The reaction to the failure of the grand jury to indict in the - TopicsExpress



          

The reaction to the failure of the grand jury to indict in the shooting of an unarmed black teenager, Michael Brown, by a white police officer, Darren Wilson, touched something deep and ancient and anguished in the black community. Yes, on one level, the reaction was about the particulars of this case. It was about whether Wilson’s use of force was appropriate or excessive that summer day when he fired a shot through Brown’s head and ended his life. It was about whether police officers’ attitudes towards the people they serve are tainted.

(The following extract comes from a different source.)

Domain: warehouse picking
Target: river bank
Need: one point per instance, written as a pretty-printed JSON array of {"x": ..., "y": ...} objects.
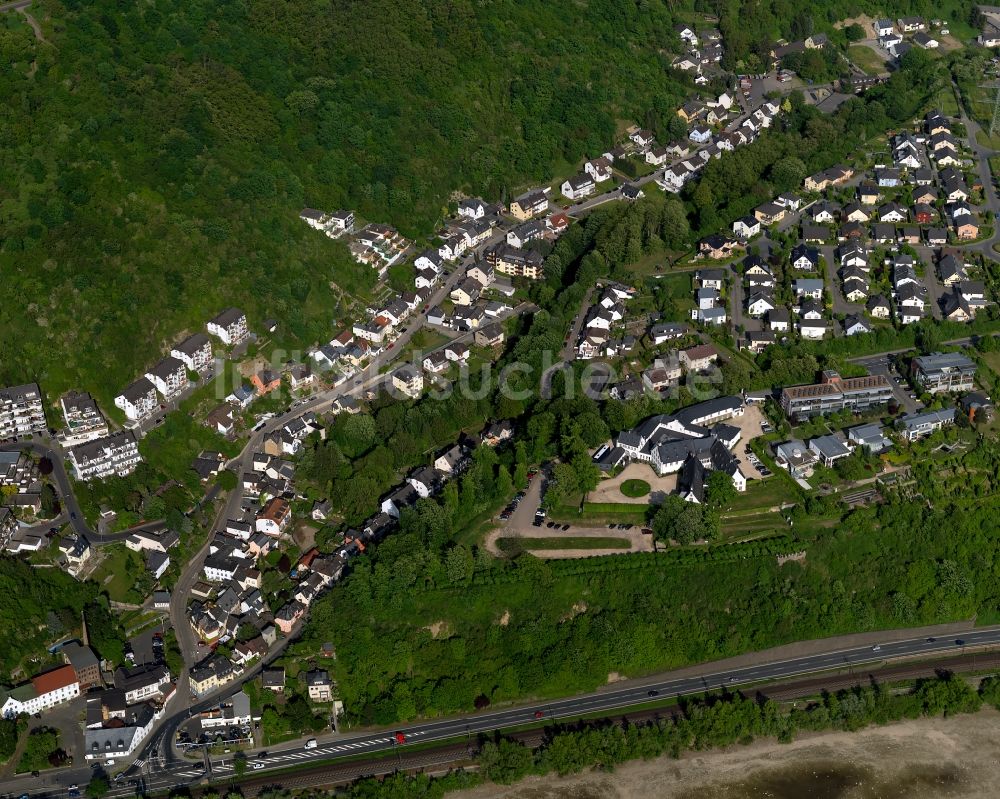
[{"x": 926, "y": 758}]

Why was Wilson’s description of Brown in his testimony so laced with dehumanizing rhetoric, the superhuman predator and subhuman evil, “Hulk Hogan” and the “demon”? It was about whether the prosecutor performed his role well or woefully inadequately in pursuit of an indictment. Why did he take this course of action? Why didn’t he aggressively question Wilson when Wilson presented testimony before the grand jury? Why did he sound eerily like a defense attorney when announcing the results? And yet the reaction was also about more than Wilson and Brown. It was about faith in fundamental fairness. It was about whether a population of people with an already tenuous relationship with the justice system — a system not established to recognize them, a system used for generations to deny and subjugate them, a system still rife with imbalances toward them — would have their fragile and fraying faith in that system further shredded.